Hi Lecia and Kim
Yeah...Im really frustrated, but I know that it could be worse, so i am still trying to stay on track..I feel guilty sometimes though because I just don't do it sometimess...sometimes that rebellious part of me sort of quietly convinces me that I can get away with it if i take the softeners...but....not so. I know this but for some reason, i manage to convince myself otherwise.
Kim, it hurt when I passed the stool, and there was a little blood on the tissue paper. I guess thats how I know. I also get this pins and needles sensation every once in awhile. I have vacation this week though (thank god) so I will spend a lot of time in the bath tub. Good idea eh?
Whats really crazy is I remember having the spasms from a really early age. While i DONT have them now...not since the surgery...I wish that I had spoken up more as a child. I tried once and the doctor looked at me like I was an alien, so i just shut my mouth then and there.
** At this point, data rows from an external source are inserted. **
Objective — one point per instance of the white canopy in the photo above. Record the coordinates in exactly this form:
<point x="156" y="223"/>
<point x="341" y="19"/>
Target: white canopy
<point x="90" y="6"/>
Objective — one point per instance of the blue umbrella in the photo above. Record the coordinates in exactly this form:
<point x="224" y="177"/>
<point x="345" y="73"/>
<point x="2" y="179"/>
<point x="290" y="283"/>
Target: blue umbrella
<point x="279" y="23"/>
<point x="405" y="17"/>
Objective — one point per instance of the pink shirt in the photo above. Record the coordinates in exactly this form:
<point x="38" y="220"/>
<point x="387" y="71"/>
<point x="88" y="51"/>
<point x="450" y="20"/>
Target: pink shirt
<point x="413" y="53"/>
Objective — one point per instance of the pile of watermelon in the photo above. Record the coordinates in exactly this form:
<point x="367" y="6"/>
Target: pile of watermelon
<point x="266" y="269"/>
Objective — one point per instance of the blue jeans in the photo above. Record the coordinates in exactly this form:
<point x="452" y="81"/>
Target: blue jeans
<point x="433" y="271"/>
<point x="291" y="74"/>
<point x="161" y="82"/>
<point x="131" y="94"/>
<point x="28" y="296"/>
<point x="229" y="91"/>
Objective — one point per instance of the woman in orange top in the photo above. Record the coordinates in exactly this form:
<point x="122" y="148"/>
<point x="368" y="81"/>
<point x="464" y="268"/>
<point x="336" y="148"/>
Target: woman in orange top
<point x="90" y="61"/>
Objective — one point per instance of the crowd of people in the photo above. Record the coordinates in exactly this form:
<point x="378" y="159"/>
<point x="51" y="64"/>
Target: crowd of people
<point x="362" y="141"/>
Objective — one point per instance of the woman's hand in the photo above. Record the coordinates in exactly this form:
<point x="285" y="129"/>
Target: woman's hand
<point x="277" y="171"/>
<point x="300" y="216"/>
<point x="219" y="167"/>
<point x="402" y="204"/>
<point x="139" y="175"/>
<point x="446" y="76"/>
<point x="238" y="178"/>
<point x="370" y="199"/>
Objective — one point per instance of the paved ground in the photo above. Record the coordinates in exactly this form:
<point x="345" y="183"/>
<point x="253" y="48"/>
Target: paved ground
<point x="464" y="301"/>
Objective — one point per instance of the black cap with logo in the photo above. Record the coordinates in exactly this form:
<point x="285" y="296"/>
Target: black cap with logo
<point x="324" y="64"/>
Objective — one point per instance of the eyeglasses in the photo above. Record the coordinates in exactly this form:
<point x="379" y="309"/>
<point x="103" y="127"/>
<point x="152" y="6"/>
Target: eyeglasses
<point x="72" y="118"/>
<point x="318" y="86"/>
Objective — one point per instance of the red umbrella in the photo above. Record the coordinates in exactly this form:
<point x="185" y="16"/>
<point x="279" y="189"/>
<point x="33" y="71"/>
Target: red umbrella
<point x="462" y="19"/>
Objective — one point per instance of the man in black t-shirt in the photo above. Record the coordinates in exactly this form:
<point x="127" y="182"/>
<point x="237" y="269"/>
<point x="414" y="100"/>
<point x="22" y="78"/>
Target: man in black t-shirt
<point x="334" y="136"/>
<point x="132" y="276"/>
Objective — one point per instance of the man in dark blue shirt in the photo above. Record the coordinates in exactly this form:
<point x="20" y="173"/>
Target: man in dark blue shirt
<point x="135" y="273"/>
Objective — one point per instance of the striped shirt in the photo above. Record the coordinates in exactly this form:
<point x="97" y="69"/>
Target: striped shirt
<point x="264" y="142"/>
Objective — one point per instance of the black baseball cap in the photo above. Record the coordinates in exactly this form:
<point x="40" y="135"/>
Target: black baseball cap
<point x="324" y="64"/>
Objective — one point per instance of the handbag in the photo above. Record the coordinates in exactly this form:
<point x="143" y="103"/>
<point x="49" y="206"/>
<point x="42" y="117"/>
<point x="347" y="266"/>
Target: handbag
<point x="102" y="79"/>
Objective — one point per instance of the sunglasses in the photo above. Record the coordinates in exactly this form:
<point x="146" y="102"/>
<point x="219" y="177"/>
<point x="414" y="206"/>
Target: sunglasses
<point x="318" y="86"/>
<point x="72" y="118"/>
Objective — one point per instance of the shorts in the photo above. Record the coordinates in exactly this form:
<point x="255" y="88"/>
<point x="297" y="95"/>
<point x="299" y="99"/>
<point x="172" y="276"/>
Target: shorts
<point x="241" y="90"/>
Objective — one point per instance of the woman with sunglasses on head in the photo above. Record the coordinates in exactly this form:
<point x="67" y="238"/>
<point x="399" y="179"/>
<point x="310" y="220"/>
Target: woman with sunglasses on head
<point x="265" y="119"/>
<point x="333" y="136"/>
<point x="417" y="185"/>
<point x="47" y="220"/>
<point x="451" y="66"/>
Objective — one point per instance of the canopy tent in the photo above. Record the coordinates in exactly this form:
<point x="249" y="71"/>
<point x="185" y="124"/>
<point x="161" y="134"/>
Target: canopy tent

Perhaps it was the way I was trying to describe it.
Anyways....yes....really frustrated....upset....unmotivated....disappointed...etc....but what can I do except try try and try again...and perhaps pray.
So B, C and zinc eh? Well i already take 1000mg capsules of C...and i should get back to my daily vitamin. Is there anything I can take that would help the skin down there be more elastic? Or perhaps increase blood flow to the area?
Thanks a lot for your support guys, it means a lot. I wish I didn't need it, but...i guess this is one of those bumps you were talking about.